Sunderland Bangladesh International Centre provides a venue for social and cultural events, meetings, training, and is well used by a range of voluntary and public sector organisations as avenue for their activities. In addition, the centre runs a range of projects and services that meet local needs.
The centre started as a pioneer project in 2000, originally to meet the needs of the Bangladeshi community in the City of Sunderland. From the very beginning the it has supported and developed work that has promoted the integration of all black and minority ethnic communities in Sunderland into the mainstream life of the city. The centre has always stressed that is ‘open to all’ and that its mission is to serve all communities irrespective of ethnic origin, culture or religion. The centre recently changed its name to International Centre in order to reflect the increasingly international nature of its activities.
The centre is located in Hendon, very close to the commercial centre of the city. It iis easy to reach by public transport and it has its own car park at the front of the building.
The organisation is a registered charity and a company limited by guarantee.
The Sunderland Bangladesh International Centre celebrated 15 year of working in the City and launched their new name stressing the “International” nature of their work at an event held at the centre in the 21st January.
As the chair of the SB International Centre, Syed Khaled Miah said “Much has changed during the last 15 years. The City of Sunderland has become more diverse with people from many, many different parts of the world coming to live and work here. This is why we decided to change the name of the centre, to include the word “International”. This is a very important word for us because we want to make it clear that we are open to everyone, of all faiths and races. We see the Sunderland Bangladesh INTERNATIONAL Centre as a place where people from many different part of the world can meet and enjoy each others company, learn from each other and find help and guidence”.

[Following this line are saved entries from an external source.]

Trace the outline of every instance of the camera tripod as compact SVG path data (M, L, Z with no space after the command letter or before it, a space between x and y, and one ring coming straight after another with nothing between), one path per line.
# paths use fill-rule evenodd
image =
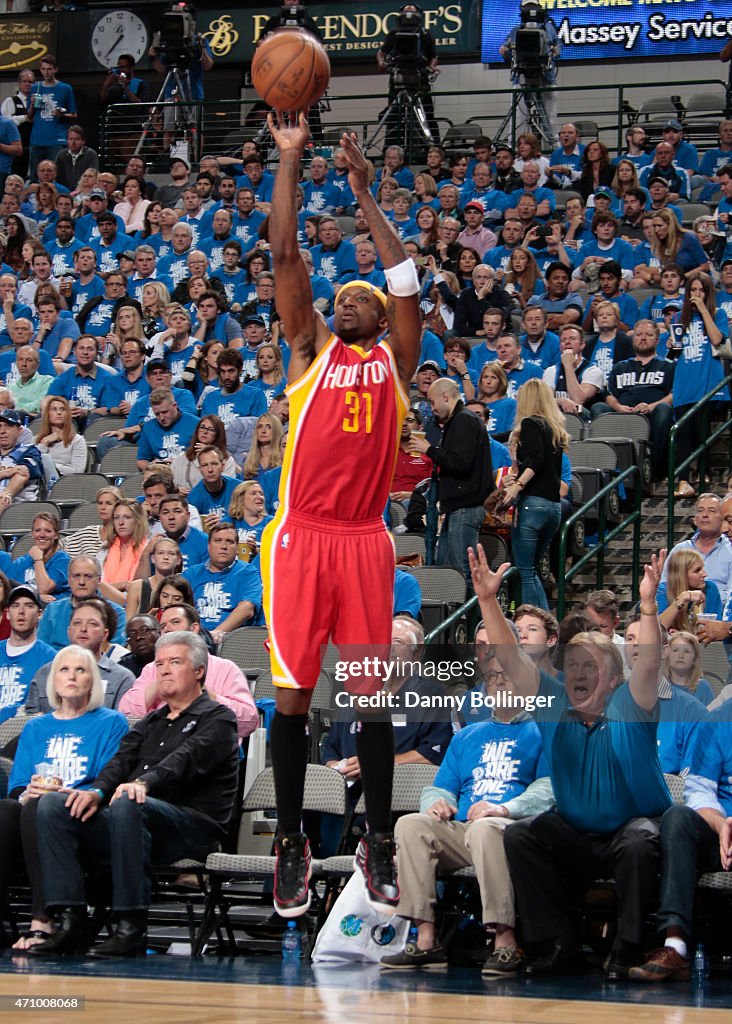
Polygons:
M170 87L170 99L164 99ZM171 148L175 140L176 155L185 157L190 163L197 159L198 125L196 107L191 99L191 79L187 68L173 64L163 81L158 97L151 104L148 116L143 122L142 132L135 147L139 156L148 136L160 129L163 121L164 146Z
M544 90L547 86L535 79L514 85L511 106L498 127L494 136L494 144L504 140L504 132L509 129L511 145L522 131L532 132L546 146L556 145L556 136L551 119L544 103ZM542 147L543 148L543 147Z
M381 148L401 146L407 163L418 161L418 151L437 141L427 119L423 95L423 89L409 91L406 85L401 85L381 114L373 135L366 140L366 150L374 146L383 132L384 145Z

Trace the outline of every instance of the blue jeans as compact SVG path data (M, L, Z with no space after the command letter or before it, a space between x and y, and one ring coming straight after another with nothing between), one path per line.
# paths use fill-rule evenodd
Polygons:
M518 505L516 526L511 528L513 561L521 576L521 601L549 610L537 567L559 529L562 506L558 501L528 495Z
M191 811L154 797L138 804L123 796L88 821L72 818L66 795L38 803L38 852L47 907L86 905L84 864L109 863L112 909L147 910L153 864L205 860L217 842L215 827Z
M113 448L121 448L122 446L127 448L134 447L129 441L120 441L116 437L100 437L97 441L97 462L101 462L107 452L111 452Z
M478 531L484 519L485 509L482 505L448 512L437 542L436 564L451 565L459 569L466 580L470 581L468 548L475 548L477 545Z

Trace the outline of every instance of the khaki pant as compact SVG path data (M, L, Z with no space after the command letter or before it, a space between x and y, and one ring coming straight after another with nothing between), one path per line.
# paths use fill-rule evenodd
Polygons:
M513 886L503 851L507 818L438 821L427 814L405 814L396 823L400 917L434 921L437 872L475 868L484 924L516 921Z

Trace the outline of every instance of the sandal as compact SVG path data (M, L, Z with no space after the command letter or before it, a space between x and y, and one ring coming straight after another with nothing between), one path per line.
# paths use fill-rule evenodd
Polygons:
M45 942L52 935L52 931L44 932L41 928L34 928L32 931L24 932L12 948L22 953L25 949L31 949L33 946L40 945L41 942Z

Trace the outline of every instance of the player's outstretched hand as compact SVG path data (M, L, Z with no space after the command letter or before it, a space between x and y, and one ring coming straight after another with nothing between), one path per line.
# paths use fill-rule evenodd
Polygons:
M310 128L302 111L297 115L297 120L294 123L288 124L282 111L276 110L274 113L267 114L267 126L280 153L291 151L302 156L310 139Z
M367 192L369 187L369 165L361 151L355 132L344 132L341 136L341 149L346 155L348 164L348 184L354 195Z
M496 596L501 589L504 575L511 568L510 562L504 562L493 572L488 565L482 544L479 544L475 550L468 548L468 564L473 580L473 590L479 601L487 601L488 598Z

The Deputy Mayor of Sunderland, councillor Brian Curran, praised the centre for its work and stressed that it was “particularly important, in these troubled times, to acknowledge the work of this centre in promting tolerance, understanding the mutual respect for people from differnt backgrounds and cultures. In our City we stand united against extremism and intolerance and the work of this centre, has made and continues to make, a valuable contribution to towards building harmony and understanding between people of different faiths and skin colour”.